Sedentarismo: o grande mal do século?
Enviada em 12/06/2021
Com o início do período neolítico, logo após o advento da agricultura, o ser humano, antes nômade, iniciou o processo de sedentarização, o que proporcionou ao homem se dedicar não só puramente a sua sobrevivência, mas à sociabilização e ao desenvolvimento intelectual. No entanto, diferentimente dessa sucessão, o sedentarismo, impulsionado nas últimas décadas, tende a ser extremamente nocivo a saúde do indivíduo, uma vez que, ao invés de fixá-lo a um território, prende-o aos maus hábitos, os quais, eventualmente, irão trazer inúmeras complicações. Dessa forma, depreende-se que o problema se reflete na cultura aos eletroeletrônicos, bem como no excesso de ocupações rotineiras.

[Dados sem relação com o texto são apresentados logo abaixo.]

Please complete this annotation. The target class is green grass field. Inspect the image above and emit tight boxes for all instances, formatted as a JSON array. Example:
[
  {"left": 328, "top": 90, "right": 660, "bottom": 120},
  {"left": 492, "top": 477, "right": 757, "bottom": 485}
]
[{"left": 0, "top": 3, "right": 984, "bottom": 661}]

A princípio, é evidente a coerção que as novas tecnologias, sobretudo as relacionadas ao entretenimento, têm sobre o comportamento humano. Nesse sentido, como evidenciado no documentário “O Dilema das Redes”, produzido pela Netflix, essa indução forçada não é por acaso, mas sim intenção das próprias redes sociais, as quais possuem aparatos — os chamados algorítmos — para atrair o máximo de atenção do usuário no aplicativo, ao mostrá-lo somente aquilo que o interessa e fazê-lo abdicar de grande parte do seu tempo e destiná-lo a atividades inúteis, que o impedem de criar costumes mais proveitosos, como praticar exercícios físicos. Dessa maneira, tal planejamento mostra-se prejudicial ao encaminhamento de uma vida saudável, de modo a incentivar o sedentarismo e desencadear complicações, tais como a obesidade e a atrofia muscular.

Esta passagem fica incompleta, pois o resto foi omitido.